Die Städte Kehl, Lahr, Offenburg, Gengenbach und die Gemeinden Willstätt, Rheinau und Schutterwald haben sich in der Modellregion Mobilitätsnetzwerk Ortenau zusammengeschlossen.

Modellregion Ortenau

In der „Modellregion Mobilitätsnetzwerk Ortenau“ haben sich sieben Kommunen zusammengeschlossen, um die Etablierung eines kommunenübergreifenden Mobilitätsangebots gemeinsam voranzutreiben.

Die Städte Kehl, Lahr, Offenburg, Gengenbach und die Gemeinden Willstätt, Rheinauund Schutterwald sind an diesem Modellvorhaben beteiligt.

Der Grundgedanke dieses Zusammenschlusses ist, dass Mobilität nicht an der Gemarkungsgrenze endet und deshalb kommunenübergreifend gedacht werden muss.

Ein zentrales Element dieses Modellvorhabens ist das Einrichten von Mobilitätsstationen, wo verschiedene Sharing-Angebote bereitgestellt werden sollen, bspw. Leihräder und (E-)Car-Sharing-Fahrzeuge. Die Mobilitätsstationen sollen eng mit dem ÖPNV verknüpft werden, sodass deren Angebote als Zubringer oder zur Weiterfahrt intermodal genutzt werden können. Da die Mobilitätsstationen auf öffentlichen Parkflächen errichtet werden sollen, geht diese Angebotserweiterung mit einer gleichzeitigen Flächenumverteilung zulasten des motorisierten Individualverkehrs einher. Gleichzeitig sollen kommunenübergreifende Radverbindungen ausgebaut oder neu geschaffen werden, um das Fahrrad insbesondere für Pendelnde attraktiv zu machen. Die Stadt Kehl plant zudem, die Parkraumbewirtschaftung auszuweiten und weitere Stellplatzreduktionen zur Verbesserung der Aufenthaltsqualität umzusetzen.

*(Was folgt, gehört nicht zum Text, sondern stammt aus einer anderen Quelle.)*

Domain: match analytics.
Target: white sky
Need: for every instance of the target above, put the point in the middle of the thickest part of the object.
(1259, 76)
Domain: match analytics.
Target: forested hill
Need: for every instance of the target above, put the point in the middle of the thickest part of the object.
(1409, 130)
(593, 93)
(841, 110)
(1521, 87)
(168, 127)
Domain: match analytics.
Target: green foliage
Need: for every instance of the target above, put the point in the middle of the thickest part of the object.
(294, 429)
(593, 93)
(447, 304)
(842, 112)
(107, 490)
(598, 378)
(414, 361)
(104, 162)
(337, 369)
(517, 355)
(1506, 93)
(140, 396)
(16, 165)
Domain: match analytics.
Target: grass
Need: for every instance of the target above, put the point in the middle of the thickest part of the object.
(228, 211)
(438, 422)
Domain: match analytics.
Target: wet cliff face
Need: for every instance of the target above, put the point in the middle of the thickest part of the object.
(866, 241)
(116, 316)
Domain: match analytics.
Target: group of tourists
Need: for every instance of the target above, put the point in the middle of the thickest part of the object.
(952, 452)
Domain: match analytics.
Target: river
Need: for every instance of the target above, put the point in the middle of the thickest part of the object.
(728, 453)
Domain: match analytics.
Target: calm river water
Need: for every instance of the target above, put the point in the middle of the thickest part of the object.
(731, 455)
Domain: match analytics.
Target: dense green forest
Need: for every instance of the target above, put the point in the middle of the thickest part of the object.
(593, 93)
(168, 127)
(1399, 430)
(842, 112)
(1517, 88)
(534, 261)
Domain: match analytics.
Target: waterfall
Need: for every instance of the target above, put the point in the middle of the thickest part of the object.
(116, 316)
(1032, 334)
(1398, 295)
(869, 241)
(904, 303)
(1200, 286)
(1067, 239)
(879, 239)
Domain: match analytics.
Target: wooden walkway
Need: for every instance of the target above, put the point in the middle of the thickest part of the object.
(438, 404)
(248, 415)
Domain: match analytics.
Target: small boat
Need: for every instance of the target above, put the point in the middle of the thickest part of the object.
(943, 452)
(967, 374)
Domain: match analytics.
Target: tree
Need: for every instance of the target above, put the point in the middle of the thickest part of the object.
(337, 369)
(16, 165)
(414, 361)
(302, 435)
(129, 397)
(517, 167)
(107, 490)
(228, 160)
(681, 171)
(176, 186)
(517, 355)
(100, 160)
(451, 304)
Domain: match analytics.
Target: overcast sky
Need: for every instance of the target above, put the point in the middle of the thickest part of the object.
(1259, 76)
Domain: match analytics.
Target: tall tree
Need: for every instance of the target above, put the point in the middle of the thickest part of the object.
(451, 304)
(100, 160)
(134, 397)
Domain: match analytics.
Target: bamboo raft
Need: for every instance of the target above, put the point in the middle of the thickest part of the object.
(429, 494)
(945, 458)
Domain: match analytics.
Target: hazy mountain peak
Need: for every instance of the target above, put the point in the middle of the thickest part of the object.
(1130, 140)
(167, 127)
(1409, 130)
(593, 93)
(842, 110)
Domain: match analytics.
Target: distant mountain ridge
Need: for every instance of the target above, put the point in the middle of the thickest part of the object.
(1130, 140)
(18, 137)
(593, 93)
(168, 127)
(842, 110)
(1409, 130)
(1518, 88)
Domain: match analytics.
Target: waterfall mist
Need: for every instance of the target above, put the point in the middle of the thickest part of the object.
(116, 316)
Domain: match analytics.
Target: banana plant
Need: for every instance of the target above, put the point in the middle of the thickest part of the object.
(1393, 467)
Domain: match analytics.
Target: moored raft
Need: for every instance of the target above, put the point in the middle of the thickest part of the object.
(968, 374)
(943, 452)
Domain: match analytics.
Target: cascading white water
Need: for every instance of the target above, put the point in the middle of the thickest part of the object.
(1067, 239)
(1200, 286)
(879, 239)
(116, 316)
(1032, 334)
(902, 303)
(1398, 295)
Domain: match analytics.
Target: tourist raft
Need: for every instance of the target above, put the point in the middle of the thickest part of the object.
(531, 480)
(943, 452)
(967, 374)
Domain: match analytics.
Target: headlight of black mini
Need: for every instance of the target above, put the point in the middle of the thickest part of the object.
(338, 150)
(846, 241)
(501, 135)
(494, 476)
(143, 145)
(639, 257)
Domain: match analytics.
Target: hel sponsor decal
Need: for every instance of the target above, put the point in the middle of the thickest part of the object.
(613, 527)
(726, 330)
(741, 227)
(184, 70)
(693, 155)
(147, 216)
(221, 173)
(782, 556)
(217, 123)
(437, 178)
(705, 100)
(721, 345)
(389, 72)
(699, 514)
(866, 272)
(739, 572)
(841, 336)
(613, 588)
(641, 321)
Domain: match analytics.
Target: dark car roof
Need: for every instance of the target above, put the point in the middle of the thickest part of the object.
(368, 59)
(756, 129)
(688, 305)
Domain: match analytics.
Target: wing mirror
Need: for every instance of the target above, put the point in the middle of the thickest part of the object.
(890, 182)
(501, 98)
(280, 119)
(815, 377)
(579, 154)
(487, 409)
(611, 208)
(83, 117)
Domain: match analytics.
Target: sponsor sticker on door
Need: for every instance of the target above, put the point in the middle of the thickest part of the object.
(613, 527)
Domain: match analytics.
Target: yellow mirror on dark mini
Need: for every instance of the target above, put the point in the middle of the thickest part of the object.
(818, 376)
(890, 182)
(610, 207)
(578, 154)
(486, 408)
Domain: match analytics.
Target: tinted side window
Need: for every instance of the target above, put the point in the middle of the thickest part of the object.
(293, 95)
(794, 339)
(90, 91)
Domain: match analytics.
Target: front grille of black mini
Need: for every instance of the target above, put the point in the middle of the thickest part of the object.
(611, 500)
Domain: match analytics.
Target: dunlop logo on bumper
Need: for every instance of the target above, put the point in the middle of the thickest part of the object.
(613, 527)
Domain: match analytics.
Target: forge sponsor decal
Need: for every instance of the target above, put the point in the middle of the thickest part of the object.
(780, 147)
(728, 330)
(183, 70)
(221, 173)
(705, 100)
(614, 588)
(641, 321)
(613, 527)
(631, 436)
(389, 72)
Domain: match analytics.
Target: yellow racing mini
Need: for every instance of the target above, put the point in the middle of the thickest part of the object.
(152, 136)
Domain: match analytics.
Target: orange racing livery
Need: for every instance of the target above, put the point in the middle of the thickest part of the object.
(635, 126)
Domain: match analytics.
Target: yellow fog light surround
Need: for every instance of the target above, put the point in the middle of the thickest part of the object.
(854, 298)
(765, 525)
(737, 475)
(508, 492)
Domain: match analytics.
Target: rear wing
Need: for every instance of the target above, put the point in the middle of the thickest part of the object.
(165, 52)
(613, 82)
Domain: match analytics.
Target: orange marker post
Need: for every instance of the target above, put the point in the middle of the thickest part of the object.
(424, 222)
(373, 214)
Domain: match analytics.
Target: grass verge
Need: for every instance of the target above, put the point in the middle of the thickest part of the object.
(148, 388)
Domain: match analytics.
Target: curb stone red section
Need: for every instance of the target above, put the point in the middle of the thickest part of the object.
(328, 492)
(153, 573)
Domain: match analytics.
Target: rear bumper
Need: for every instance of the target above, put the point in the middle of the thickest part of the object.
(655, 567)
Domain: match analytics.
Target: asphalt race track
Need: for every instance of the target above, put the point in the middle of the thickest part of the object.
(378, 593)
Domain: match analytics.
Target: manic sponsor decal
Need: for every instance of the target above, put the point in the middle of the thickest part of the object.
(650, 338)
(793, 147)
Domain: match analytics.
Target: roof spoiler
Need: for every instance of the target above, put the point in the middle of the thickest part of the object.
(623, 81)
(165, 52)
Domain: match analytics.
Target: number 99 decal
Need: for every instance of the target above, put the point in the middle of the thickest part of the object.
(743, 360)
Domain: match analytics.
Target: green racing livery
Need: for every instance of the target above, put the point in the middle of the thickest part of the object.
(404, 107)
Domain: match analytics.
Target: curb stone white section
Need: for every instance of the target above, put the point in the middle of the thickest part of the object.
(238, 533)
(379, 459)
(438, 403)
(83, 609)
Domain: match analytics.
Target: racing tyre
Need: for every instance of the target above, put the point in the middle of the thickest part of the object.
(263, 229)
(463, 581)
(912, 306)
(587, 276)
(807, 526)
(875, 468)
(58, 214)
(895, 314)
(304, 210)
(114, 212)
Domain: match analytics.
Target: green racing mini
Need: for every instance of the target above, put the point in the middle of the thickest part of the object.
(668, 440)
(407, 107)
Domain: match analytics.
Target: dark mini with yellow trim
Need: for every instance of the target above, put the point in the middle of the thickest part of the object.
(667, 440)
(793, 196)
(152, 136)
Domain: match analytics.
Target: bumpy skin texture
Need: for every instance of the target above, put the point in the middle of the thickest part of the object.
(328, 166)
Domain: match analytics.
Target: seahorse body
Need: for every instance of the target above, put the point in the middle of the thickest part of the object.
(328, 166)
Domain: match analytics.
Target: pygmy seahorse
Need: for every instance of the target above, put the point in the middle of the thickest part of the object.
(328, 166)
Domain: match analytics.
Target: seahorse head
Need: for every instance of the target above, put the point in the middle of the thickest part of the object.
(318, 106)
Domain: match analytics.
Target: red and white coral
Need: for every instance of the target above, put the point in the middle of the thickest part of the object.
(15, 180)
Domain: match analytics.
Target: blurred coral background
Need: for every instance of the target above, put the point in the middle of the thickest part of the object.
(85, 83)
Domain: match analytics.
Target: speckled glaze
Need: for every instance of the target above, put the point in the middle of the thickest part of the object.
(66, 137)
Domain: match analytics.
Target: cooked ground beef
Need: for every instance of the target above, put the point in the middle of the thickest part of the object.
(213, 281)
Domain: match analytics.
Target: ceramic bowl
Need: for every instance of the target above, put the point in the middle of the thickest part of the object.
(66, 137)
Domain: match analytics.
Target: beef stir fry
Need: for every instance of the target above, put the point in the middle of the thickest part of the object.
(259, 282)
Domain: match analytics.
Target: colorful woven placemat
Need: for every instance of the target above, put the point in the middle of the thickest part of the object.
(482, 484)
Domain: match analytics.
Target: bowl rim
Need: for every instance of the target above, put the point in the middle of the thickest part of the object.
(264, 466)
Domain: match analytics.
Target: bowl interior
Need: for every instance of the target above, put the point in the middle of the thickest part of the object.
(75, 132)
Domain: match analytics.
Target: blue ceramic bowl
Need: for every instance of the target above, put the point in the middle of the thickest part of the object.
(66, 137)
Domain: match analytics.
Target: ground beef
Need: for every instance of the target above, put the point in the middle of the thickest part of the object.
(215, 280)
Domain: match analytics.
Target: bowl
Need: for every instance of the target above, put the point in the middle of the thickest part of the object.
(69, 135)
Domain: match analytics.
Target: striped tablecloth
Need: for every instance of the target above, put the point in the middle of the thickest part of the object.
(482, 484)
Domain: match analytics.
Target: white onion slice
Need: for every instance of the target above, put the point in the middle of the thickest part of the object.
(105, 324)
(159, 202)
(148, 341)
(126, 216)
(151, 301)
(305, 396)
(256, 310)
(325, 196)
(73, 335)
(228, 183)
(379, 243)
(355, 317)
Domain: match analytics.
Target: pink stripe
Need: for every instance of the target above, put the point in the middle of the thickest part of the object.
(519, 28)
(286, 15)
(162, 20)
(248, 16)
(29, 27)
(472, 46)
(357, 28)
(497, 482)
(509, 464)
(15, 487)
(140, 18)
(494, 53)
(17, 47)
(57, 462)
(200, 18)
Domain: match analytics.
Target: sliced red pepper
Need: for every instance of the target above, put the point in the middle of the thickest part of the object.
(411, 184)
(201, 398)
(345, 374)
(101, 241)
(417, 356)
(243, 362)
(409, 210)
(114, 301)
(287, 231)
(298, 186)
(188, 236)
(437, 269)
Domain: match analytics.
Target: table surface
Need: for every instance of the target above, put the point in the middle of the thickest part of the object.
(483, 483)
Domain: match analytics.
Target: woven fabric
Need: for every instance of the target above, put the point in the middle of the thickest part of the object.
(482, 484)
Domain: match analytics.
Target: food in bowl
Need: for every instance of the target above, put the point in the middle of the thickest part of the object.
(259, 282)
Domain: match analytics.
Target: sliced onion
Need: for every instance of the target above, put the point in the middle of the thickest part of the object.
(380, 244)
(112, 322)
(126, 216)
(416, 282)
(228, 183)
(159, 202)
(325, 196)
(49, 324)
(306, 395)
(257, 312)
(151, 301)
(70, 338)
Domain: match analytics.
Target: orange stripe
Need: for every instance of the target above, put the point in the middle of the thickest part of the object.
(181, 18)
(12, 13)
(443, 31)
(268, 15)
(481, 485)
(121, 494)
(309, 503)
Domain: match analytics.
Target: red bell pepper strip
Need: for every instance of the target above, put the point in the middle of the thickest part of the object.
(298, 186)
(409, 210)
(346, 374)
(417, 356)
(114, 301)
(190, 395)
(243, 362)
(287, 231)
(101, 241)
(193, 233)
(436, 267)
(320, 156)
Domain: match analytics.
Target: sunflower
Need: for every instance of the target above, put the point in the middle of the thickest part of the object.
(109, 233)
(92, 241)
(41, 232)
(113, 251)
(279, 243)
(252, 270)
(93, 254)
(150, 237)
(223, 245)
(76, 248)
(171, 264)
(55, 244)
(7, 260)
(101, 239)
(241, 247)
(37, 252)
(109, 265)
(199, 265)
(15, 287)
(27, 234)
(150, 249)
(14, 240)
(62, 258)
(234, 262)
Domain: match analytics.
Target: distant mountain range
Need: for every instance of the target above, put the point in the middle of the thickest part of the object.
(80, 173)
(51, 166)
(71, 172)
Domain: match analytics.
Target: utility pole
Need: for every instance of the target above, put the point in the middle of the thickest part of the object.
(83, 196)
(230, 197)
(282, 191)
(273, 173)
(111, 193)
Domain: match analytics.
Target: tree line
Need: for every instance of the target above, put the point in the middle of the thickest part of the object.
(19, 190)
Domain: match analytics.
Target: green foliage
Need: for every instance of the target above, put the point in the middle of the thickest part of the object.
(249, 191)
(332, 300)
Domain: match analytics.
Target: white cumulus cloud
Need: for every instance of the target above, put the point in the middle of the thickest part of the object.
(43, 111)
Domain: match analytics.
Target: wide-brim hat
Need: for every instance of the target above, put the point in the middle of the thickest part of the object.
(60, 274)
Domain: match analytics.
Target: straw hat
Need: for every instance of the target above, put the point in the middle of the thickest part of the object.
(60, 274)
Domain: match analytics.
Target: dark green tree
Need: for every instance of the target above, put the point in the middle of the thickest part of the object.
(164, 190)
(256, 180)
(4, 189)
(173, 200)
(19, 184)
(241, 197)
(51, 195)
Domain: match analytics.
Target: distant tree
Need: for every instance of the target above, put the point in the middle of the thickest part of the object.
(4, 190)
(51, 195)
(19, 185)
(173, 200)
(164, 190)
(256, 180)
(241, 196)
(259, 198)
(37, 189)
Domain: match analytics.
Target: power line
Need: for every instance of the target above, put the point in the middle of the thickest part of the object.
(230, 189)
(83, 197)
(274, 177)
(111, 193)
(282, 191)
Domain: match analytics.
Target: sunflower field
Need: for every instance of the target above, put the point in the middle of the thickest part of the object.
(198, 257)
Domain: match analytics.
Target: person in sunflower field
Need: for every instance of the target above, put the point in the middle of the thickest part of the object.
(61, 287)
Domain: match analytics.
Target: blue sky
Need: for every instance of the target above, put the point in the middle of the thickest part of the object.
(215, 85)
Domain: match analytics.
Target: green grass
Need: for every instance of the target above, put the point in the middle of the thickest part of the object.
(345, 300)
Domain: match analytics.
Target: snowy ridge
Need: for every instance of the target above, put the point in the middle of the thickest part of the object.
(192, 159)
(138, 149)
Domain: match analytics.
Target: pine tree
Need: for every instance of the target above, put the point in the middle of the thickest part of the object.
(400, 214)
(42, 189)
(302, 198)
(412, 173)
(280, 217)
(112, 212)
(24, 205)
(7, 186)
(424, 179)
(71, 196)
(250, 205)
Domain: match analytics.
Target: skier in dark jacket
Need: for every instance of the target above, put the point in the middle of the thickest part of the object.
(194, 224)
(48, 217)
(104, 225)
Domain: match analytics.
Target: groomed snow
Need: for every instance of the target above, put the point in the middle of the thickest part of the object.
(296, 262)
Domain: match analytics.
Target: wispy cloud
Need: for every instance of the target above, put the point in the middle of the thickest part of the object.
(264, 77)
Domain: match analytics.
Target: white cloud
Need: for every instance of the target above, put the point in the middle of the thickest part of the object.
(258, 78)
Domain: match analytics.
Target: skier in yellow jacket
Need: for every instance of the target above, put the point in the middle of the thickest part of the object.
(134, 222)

Mithilfe dieses Modellvorhabens werden gerade für die letzte Meile Mobilitätslösungen geschaffen, die den ÖPNV ergänzen und individuell flexibel nutzbar sind. Gerade in kleineren Kommunen, wo eine enge Taktung des ÖPNV nicht durchgehend gegeben ist, soll so der Weg zum nächsten Mobilitätsknotenpunkt durch die Angebote der Mobilitätsstationen und die interkommunalen Radwegverbindungen ermöglicht werden. Durch die damit einhergehende Umverteilung von Flächen des ruhenden Verkehrs soll der Umstieg vom motorisierten Individualverkehr auf den Umweltverbund zudem attraktiver werden.